As we all know, 2014 is shaping up to be one of the most vigorous years for activist investing. Certain activists have generated solid returns for investors and pension funds and other institutional investors are becoming more comfortable allocating capital to managers with an activist streak. At the recent DealBook Conference, Goldman Sachs CEO Lloyd Blankfein said every shareholder is now either an activist or supportive of one.
What that means is that 2015 will likely be another year of board shakeups, heated proxy contests, shareholder proposals and even new forms of activism. We are already hearing from both investors and corporate clients that they are gearing up for some interesting battles. Target companies will be larger in size as activists have more capital to allocate and, because of new guidance from the SEC on proxy advisors, votes may be harder to come by on both sides.

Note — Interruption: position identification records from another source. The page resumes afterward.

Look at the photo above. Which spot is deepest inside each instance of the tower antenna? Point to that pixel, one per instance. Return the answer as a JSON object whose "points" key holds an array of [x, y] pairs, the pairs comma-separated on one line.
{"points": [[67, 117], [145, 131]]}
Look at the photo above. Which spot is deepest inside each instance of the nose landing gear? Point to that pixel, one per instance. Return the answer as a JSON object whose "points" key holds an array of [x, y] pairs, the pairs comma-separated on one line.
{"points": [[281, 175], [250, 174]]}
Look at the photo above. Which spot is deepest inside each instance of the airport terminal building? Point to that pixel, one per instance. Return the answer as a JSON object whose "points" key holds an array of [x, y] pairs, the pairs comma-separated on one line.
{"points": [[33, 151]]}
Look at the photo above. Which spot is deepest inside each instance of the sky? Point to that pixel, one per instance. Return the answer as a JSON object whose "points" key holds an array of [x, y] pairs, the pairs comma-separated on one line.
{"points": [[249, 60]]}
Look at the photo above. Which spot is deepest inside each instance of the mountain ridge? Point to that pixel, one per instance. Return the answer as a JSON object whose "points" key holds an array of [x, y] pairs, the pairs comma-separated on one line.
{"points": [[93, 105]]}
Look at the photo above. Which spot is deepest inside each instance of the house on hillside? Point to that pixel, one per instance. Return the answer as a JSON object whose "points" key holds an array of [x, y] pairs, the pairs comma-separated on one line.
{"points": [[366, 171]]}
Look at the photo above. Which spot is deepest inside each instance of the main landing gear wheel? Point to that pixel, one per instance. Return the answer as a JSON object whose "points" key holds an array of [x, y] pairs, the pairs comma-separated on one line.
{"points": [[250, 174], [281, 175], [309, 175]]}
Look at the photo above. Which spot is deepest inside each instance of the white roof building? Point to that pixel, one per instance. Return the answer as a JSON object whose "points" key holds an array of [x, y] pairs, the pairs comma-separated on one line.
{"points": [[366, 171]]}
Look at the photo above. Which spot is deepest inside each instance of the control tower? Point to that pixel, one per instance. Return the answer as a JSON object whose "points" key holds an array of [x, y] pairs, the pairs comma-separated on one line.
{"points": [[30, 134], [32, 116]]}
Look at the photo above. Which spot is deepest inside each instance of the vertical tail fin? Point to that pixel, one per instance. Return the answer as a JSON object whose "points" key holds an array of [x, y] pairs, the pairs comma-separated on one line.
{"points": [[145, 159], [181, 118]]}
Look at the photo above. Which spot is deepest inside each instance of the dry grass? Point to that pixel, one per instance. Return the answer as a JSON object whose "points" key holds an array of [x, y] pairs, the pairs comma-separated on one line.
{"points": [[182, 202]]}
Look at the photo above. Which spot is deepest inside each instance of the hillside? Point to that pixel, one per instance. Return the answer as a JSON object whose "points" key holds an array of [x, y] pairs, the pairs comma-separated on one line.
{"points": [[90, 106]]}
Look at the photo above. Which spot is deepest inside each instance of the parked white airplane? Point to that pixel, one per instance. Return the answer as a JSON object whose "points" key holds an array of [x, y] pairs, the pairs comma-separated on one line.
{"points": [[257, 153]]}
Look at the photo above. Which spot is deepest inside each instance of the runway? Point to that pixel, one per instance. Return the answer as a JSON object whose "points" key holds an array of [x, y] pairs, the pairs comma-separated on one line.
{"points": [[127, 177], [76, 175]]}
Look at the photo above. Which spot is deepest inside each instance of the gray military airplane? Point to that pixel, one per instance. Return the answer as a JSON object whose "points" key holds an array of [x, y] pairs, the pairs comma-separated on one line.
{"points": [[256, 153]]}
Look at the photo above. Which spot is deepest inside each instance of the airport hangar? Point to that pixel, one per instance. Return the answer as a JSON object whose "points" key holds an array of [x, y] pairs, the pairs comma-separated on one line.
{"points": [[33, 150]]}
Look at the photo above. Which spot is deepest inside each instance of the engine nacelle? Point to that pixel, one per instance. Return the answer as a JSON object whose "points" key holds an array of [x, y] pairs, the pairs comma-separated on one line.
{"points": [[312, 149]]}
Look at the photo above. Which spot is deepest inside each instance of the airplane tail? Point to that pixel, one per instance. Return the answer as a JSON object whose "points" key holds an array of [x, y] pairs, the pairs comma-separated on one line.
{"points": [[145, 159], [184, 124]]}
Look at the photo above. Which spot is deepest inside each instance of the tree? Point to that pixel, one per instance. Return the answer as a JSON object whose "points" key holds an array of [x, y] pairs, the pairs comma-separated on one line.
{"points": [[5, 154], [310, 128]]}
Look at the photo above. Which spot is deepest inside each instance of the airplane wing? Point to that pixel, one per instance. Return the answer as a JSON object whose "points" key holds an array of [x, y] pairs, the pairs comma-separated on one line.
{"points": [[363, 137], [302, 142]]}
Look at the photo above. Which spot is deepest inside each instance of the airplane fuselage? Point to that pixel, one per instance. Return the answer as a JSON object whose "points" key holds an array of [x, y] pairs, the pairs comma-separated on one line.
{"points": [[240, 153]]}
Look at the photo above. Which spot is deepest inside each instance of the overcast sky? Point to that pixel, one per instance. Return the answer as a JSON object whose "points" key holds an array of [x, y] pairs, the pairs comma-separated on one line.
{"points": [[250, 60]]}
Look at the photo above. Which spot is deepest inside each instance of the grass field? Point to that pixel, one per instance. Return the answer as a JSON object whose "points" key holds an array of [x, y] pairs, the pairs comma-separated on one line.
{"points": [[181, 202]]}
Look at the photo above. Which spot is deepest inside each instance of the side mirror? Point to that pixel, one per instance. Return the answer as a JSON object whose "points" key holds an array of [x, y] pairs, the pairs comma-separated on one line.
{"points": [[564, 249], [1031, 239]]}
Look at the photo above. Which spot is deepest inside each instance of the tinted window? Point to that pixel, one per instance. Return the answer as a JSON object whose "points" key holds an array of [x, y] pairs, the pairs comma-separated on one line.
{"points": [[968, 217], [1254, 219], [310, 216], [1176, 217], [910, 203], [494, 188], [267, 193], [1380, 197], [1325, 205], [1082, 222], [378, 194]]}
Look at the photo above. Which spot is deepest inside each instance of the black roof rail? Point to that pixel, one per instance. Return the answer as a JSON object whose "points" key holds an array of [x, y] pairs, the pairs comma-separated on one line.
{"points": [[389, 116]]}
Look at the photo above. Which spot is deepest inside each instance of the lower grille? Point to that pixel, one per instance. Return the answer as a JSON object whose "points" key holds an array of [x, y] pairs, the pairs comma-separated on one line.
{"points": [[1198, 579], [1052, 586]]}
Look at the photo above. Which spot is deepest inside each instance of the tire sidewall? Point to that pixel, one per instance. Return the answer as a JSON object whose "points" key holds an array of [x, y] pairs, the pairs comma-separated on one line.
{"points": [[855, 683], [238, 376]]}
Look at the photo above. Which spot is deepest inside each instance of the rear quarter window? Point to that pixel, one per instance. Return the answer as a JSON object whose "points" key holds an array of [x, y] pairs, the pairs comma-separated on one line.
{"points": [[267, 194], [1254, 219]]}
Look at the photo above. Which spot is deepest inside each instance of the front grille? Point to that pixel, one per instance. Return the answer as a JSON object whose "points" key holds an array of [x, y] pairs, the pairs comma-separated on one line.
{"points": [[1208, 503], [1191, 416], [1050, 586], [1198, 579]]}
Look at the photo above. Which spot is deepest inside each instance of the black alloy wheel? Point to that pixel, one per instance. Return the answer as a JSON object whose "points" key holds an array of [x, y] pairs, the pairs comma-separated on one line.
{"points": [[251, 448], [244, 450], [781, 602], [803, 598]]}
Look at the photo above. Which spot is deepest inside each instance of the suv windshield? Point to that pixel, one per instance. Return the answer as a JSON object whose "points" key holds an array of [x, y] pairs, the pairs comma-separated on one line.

But, while we expect some high-profile battles, not all activist situations will be as contentious next year. More companies are listening to advice from investors (and some more humbled advisors) and deciding it may be helpful to add some new perspectives to the board. A recent Wall Street Journal article pointed out that Bank of New York Mellon Corp., one of the nation’s oldest banks, added a representative from Trian Fund Management to its board of directors, which avoided what was shaping up to be a heated proxy battle.
Both companies and activist investors are coming to realize that proxy fights are expensive and take a lot of time and energy away from other things. In addition, after talking to their shareholders, all parties may come to the conclusion that a proxy fight might reach almost the same outcome as a settlement. In this environment, we expect to see more dialogue between activists and companies in 2015.
The WSJ story also noted, citing data from FactSet SharkWatch, that activist investors have been victorious, either by a vote or by a settlement, in 72 percent of all shareholder votes, far exceeding last year’s record 63 percent. We expect this number to remain high in 2015 as more large mutual fund companies, both with active and passive strategies, come to believe that activist investors, especially those that bring strategic advice to the table, can add long-term value to the companies they own.